The first thing for Mayor Bloomberg to do when he gets into work today after his trip to Israel, Ireland, and London is to lay in some support for his police commissioner. It’s not that he’s let any light show between himself and Raymond Kelly since the shooting that killed Sean Bell. But the tragedy in Queens has touched off what is now becoming a concerted effort by critics of the police to bracket the commissioner.
This took an appalling turn in the City Council, when Mr. Kelly was invited in for two hours of testimony, only to be kept waiting while the council members and the speaker ambled in late. The speaker left early, leaving the commissioner to sit through three hours of demagoguery. The New York Times piled on over the weekend, publishing a dirge about the increase in the practice of police stopping and frisking suspects.
These stops, the NYPD reported, have soared to 508,540 in 2006 from 97,296 in 2002. No doubt part of this reflects the fact that the NYPD is making a good faith effort to report all such stops. Much is being made by the Times and Mr. Kelly’s other critics of the fact that 55% of those stopped and frisked are black. The Reverend Al Sharpton is now talking about using the statistics to file a class-action lawsuit against the police department. This is not a situation in which the mayor wants to let Mr. Kelly fend for himself, though we’re sure the commissioner is capable of doing so.
The fact is that no attack on Mr. Kelly can be made without it being an attack on the mayor, and this is a mayoral moment. What needs to be illuminated at the highest level is the link between the stop-and-frisk policy and the plunge in crime — down 29% since January 2001 — that has taken place on the Bloomberg-Kelly watch. The retreat of crime is one of the greatest achievements of this administration, one the mayor stressed during the campaign that won him reelection in a landslide. Now it is time for the mayor to talk to the city about the logic of tactics and strategy.
He needs to defend what Mr. Kelly and his officers have been doing.
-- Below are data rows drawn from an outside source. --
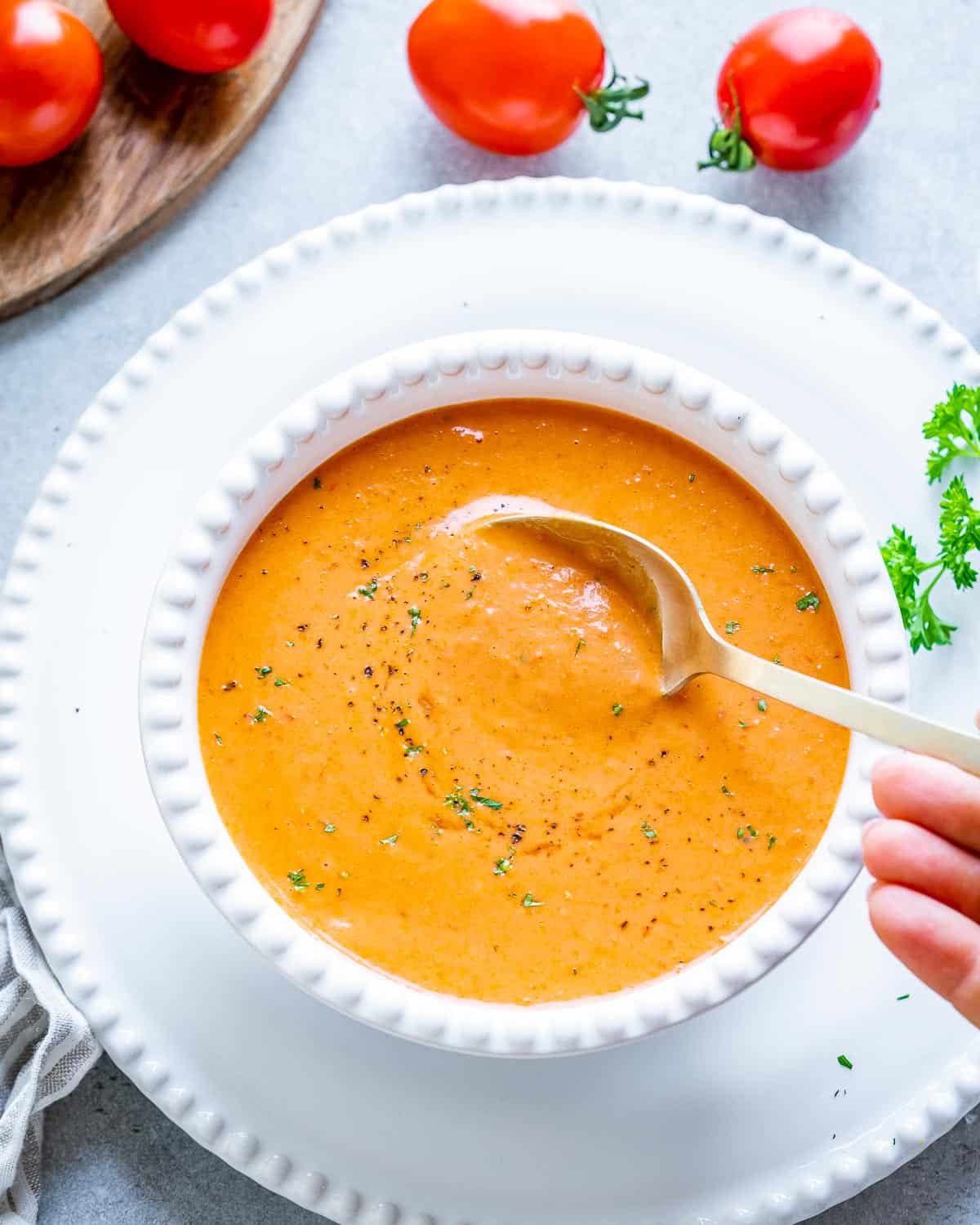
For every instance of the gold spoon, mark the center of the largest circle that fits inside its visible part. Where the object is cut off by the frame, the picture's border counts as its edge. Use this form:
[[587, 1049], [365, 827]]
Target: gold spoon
[[691, 646]]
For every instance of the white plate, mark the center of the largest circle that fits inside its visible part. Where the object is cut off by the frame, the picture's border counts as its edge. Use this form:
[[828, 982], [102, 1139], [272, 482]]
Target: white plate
[[733, 1116]]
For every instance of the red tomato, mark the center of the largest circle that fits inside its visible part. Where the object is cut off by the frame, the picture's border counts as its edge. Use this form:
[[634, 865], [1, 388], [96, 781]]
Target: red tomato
[[196, 36], [516, 76], [795, 92], [51, 80]]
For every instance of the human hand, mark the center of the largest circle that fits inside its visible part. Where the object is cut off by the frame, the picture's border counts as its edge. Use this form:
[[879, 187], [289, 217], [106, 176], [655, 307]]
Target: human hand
[[925, 902]]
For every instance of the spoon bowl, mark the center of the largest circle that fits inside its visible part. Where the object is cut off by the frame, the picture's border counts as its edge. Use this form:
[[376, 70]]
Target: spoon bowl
[[693, 647]]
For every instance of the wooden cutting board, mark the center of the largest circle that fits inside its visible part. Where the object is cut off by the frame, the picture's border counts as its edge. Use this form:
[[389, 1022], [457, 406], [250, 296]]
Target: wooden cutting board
[[158, 137]]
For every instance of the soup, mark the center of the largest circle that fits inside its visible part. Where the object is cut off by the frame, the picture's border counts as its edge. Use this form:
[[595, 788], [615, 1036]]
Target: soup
[[443, 749]]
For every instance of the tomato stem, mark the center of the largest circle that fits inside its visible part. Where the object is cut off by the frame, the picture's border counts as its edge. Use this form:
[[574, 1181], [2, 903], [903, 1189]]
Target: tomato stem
[[609, 105], [727, 147]]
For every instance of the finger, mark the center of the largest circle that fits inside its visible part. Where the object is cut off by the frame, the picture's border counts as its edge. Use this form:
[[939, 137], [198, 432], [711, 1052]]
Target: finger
[[940, 946], [904, 854], [931, 794]]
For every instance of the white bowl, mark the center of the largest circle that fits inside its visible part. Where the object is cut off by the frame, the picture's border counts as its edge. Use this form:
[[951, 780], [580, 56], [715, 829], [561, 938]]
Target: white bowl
[[485, 365]]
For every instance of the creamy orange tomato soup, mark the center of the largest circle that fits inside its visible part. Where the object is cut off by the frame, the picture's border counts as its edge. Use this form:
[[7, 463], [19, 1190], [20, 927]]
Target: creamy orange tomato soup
[[445, 751]]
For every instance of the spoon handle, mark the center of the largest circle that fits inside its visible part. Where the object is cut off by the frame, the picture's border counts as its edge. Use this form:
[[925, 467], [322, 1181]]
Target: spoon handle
[[850, 710]]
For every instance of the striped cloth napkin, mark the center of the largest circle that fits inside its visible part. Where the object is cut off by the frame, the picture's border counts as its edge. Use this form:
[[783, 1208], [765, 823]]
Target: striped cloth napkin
[[46, 1049]]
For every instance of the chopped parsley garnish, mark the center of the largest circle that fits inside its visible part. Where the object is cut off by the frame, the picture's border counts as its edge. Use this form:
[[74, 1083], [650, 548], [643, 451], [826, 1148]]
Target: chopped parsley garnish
[[474, 794], [369, 590], [955, 428], [457, 801]]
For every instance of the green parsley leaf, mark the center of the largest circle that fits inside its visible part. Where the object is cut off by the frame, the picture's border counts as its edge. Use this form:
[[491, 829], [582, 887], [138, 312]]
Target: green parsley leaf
[[926, 629], [474, 794], [457, 801], [369, 590], [955, 428]]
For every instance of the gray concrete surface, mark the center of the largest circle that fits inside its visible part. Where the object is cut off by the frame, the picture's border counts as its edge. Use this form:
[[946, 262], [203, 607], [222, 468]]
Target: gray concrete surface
[[350, 130]]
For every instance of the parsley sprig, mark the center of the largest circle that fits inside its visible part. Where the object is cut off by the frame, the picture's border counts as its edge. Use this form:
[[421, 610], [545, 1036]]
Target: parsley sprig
[[955, 428], [960, 536]]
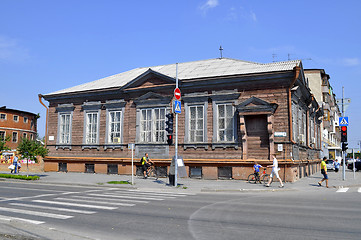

The deputy commissioner of police, Paul Browne, has been doing yeoman’s service explaining that most crime is perpetrated against minority victims and that blacks account for 68% of all suspects described by victims of or witnesses to crimes. No one could have imagined a decade ago that crime in this city could be further reduced so sharply from the drops recorded in the Giuliani years, but it’s creeping back up in some neighborhoods. This is a moment for the mayor to talk about the never-ending struggle and to defend the commissioner and officers on the front line.